3. Votre livre préféré?
J'aime tous les genres littéraires, de Murakami à Stephen King. Je tire les titres de mes tableaux de nouvelles et de romans de science-fiction. Si je devais choisir mon livre préféré, ce serait Le Tambour de Günter Grass, tout simplement parce que c'était mon livre préféré il y a de nombreuses années et que j'ai l'intention de le relire.
4. Comment êtes-vous venu à l'art?
C'est la musique qui m'a initié à l'art. Adolescent, je faisais partie de la scène punk/metal DIY dans ma petite ville natale en Islande. Le passage de la musique aux « arts plastiques » m'a semblé être une évolution naturelle, car j'ai toujours ressenti le besoin de m'exprimer à travers la création.
Ma relation de longue date avec la musique, en tant que musicien et auditeur, en particulier pendant mes années formatrices dans le nord de l'Islande, a profondément influencé ma perspective artistique. La musique imprégnait tous les aspects de la vie : les interactions sociales, la créativité et la communication. Lorsque j'ai commencé à m'intéresser aux arts plastiques, il m'a semblé tout à fait naturel d'utiliser la musique comme principale référence.
5. Quelles personnes de votre entourage vous influencent?
Je travaille beaucoup avec et pour d'autres artistes. Je trouve que le fait de m'intéresser aux œuvres et aux présentations d'autres personnes est toujours bénéfique pour ma propre pratique et mon approche. De plus, les expositions et les concerts m'influencent beaucoup, tout comme les conversations avec des artistes et des musiciens sur leur processus créatif.
6. Imaginez que vous ayez une machine à remonter le temps. Où vous mènerait votre voyage?
Si j'avais une machine à remonter le temps avec un billet de retour garanti vers le présent (je suis très satisfait ici !), je l'utiliserais sans hésiter pour jeter un coup d'œil au passé. Mes premières étapes seraient les ateliers et les premières expositions d'innombrables artistes, de Michel-Ange à Gauguin en passant par Warhol. De la même manière, j'aimerais assister à quelques-uns des premiers concerts de groupes et de musiciens des années 60 à 80, en particulier dans les genres rock et heavy metal.
7. Votre plus grande passion en dehors de l'art?
La musique et la famille.
8. Sur quoi travaillez-vous actuellement?

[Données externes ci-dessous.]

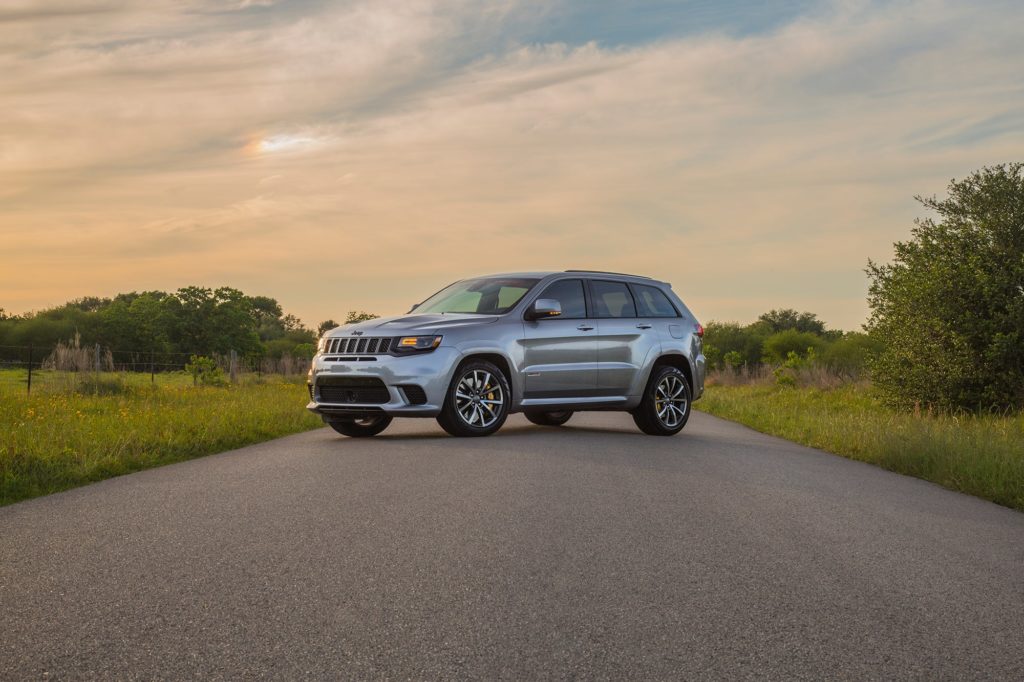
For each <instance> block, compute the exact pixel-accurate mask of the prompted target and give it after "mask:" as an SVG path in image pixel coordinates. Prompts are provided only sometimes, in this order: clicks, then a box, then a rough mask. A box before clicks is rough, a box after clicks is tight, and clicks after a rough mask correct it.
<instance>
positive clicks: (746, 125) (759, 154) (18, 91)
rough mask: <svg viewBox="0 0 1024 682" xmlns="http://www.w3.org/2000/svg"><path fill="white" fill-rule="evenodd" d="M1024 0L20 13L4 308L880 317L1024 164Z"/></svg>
mask: <svg viewBox="0 0 1024 682" xmlns="http://www.w3.org/2000/svg"><path fill="white" fill-rule="evenodd" d="M1022 26H1024V3H1021V2H1019V0H1007V1H1002V0H979V1H975V2H970V3H968V2H962V1H959V2H957V1H952V0H907V1H905V2H904V1H899V0H894V1H891V2H870V1H867V0H839V1H825V0H820V1H812V0H778V1H772V2H769V1H767V0H680V1H677V2H669V1H668V0H637V1H636V2H628V1H623V0H618V1H612V0H572V1H569V0H551V1H548V2H540V1H536V0H495V1H493V2H482V1H479V0H474V1H468V0H467V1H462V0H446V1H433V0H400V1H397V2H392V1H390V0H370V1H367V2H362V1H340V0H338V1H329V0H278V1H274V0H135V1H132V0H61V2H50V1H48V0H4V2H3V3H2V4H0V74H2V76H0V102H2V105H0V308H5V309H6V310H7V312H8V313H22V312H27V311H30V310H39V309H42V308H46V307H50V306H54V305H57V304H60V303H62V302H63V301H67V300H70V299H74V298H79V297H82V296H113V295H115V294H117V293H119V292H129V291H146V290H161V291H173V290H175V289H177V288H179V287H184V286H188V285H200V286H209V287H218V286H230V287H236V288H238V289H241V290H243V291H245V292H246V293H248V294H252V295H265V296H271V297H274V298H276V299H278V300H279V301H280V302H281V303H282V305H283V306H284V308H285V309H286V310H287V311H289V312H292V313H294V314H297V315H298V316H299V317H301V318H302V319H303V321H305V322H306V323H307V324H308V325H310V326H313V327H315V326H316V325H317V324H318V323H319V322H322V321H324V319H327V318H334V319H340V318H342V317H343V316H344V314H345V311H346V310H350V309H364V310H370V311H373V312H377V313H379V314H397V313H401V312H404V311H406V310H408V309H409V307H410V305H411V304H412V303H415V302H417V301H419V300H422V299H423V298H425V297H426V296H428V295H429V294H431V293H433V292H434V291H436V290H437V289H439V288H441V287H442V286H444V285H446V284H447V283H450V282H452V281H455V280H459V279H464V278H467V276H472V275H477V274H484V273H490V272H507V271H521V270H536V269H566V268H594V269H603V270H615V271H627V272H636V273H641V274H647V275H650V276H654V278H657V279H660V280H665V281H668V282H671V283H672V284H673V286H674V288H675V290H676V291H677V292H678V293H679V294H680V295H681V297H682V298H683V300H684V301H686V303H687V304H688V305H689V307H690V308H691V309H692V310H693V311H694V313H695V314H696V315H697V316H698V318H700V319H701V321H705V322H708V321H712V319H717V321H739V322H750V321H753V319H754V318H756V317H757V315H758V314H759V313H761V312H764V311H765V310H768V309H771V308H779V307H792V308H797V309H800V310H809V311H812V312H815V313H817V314H818V316H819V317H821V318H822V319H824V321H825V322H826V323H827V324H828V325H829V327H833V328H839V329H848V330H852V329H858V328H859V327H860V325H861V324H862V323H863V322H864V319H865V318H866V315H867V306H866V302H865V295H866V291H867V280H866V276H865V274H864V272H863V269H864V267H865V265H866V263H867V260H868V259H874V260H879V261H886V260H889V259H890V258H891V257H892V244H893V242H894V241H898V240H905V239H907V238H908V237H909V235H910V229H911V228H912V226H913V220H914V218H916V217H924V216H927V213H926V212H925V211H924V209H923V208H922V207H921V206H920V205H919V204H918V203H916V202H915V201H914V197H915V196H919V195H921V196H932V195H940V196H941V195H942V194H943V193H944V191H945V188H946V186H947V184H948V182H949V180H950V179H952V178H962V177H964V176H966V175H967V174H969V173H971V172H972V171H974V170H976V169H979V168H981V167H983V166H986V165H992V164H997V163H1006V162H1012V161H1021V160H1022V159H1024V77H1022V74H1024V40H1021V39H1020V37H1021V27H1022Z"/></svg>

J'ai la chance de recevoir régulièrement des commandes d'œuvres d'art sur mesure, tant pour des espaces commerciaux que privés. Je travaille actuellement sur deux commandes, mais je commence surtout à préparer une grande exposition solo en Islande en 2026.
9. Une question que vous vous posez et à laquelle vous aimeriez répondre pour les collectionneurs LUMAS –
quelque chose que vous aimeriez partager.
Je me suis beaucoup interrogé sur l'impact que toutes ces images et idées générées par l'IA vont avoir sur le monde de l'art. Mon intuition me dit que l'art « fait par l'homme », celui qui est imaginé et créé par de vraies personnes, va en fait devenir encore plus spécial et précieux maintenant que nous avons tant de choses générées par l'IA.